Statement by the IMF Staff Representative October 14, 2005

The staff report for the 2005 Article IV Consultation on Portugal highlights economic developments and outlook. Private consumption has proven resilient, reflecting low interest rates and lengthening tenors on bank lending, while investment and export growth remained weak. Executive Directors concurred that in an unfavorable context marked by large fiscal and external imbalances, slow growth, and a weak competitive position, the challenge confronting the Portuguese government is to create the conditions to restart Portugal’s per capita income convergence toward the euro area average as soon as possible.

Abstract

The staff report for the 2005 Article IV Consultation on Portugal highlights economic developments and outlook. Private consumption has proven resilient, reflecting low interest rates and lengthening tenors on bank lending, while investment and export growth remained weak. Executive Directors concurred that in an unfavorable context marked by large fiscal and external imbalances, slow growth, and a weak competitive position, the challenge confronting the Portuguese government is to create the conditions to restart Portugal’s per capita income convergence toward the euro area average as soon as possible.

1. This statement provides information that has become available since the issuance of the Staff Report for the 2005 Article IV Consultation. The new information does not change the thrust of the staff appraisal.

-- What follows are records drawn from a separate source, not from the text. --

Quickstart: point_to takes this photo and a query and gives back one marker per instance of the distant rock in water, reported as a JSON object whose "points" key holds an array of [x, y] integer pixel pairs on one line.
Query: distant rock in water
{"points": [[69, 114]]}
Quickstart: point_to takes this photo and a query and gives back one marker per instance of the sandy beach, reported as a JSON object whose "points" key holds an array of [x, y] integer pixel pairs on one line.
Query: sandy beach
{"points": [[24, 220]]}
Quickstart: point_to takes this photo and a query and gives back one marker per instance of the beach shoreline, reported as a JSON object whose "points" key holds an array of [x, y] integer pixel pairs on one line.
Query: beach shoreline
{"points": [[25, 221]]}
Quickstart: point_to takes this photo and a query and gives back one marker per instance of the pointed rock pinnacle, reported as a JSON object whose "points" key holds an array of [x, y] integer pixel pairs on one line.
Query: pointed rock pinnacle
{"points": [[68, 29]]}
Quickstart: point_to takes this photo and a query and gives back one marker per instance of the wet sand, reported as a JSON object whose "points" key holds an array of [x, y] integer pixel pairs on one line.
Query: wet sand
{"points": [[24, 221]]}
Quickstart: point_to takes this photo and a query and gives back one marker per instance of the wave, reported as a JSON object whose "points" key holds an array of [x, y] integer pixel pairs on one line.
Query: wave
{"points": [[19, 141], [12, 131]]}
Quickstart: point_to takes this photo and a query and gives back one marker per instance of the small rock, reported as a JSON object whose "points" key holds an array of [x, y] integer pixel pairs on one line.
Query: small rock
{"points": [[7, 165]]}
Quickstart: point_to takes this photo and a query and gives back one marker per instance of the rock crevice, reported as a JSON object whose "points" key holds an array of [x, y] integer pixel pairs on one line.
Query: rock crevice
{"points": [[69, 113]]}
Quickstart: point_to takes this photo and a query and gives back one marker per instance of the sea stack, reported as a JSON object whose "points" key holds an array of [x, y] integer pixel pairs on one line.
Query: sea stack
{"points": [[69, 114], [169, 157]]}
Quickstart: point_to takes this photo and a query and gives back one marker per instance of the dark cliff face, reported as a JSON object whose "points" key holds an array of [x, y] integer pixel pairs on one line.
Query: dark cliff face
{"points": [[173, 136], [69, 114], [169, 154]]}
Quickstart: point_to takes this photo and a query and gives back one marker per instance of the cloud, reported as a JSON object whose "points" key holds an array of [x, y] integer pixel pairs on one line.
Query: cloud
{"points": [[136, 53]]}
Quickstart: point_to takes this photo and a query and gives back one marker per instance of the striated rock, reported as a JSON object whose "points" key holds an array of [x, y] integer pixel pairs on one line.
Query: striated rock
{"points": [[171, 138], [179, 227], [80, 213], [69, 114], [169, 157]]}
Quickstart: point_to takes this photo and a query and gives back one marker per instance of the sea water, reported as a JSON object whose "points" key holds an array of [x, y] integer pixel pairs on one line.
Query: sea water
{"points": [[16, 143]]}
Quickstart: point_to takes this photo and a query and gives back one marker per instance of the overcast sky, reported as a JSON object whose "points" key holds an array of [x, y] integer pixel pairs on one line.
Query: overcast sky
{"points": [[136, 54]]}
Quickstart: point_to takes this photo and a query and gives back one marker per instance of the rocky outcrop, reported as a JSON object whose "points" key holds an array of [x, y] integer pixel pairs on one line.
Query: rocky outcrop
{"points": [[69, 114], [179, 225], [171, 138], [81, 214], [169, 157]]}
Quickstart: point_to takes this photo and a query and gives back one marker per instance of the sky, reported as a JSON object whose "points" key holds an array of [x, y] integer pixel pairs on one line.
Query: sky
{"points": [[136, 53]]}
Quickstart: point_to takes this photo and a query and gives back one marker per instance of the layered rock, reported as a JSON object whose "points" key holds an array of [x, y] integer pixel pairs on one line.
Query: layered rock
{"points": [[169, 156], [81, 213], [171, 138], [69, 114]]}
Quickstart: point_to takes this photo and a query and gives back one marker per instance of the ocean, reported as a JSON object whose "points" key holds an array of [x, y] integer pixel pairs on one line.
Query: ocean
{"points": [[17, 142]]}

2. Short-term indicators are mixed, but give no indication that a sustained recovery is in the works. Consumer confidence posted its fourth consecutive monthly decline in September, although confidence indicators for the manufacturing industry and the services sector were stable (albeit at low levels). Industial production rose a surprising 1.9 percent in August (month-on-month, seasonally adjusted), but the Bank of Portugal’s coincident indicator of economic activity for that month deteriorated slightly.

3. According to preliminary estimates, harmonized consumer prices rose 2.5 percent year-on-year in August. Core inflation, which excludes energy components and fresh unprocessed food products, was 1.8 percent. The gap between the Portuguese and the euro-zone annual inflation rates was 0.3 percentage points in August.

4. Portugal’s governing Socialist party was defeated in countrywide local elections held October 8. The opposition Social Democrats won a majority of municipalities (158) compared to 109 won by the Socialists, and 41 won by other parties. The government has pledged to continue with its reform program despite the setback.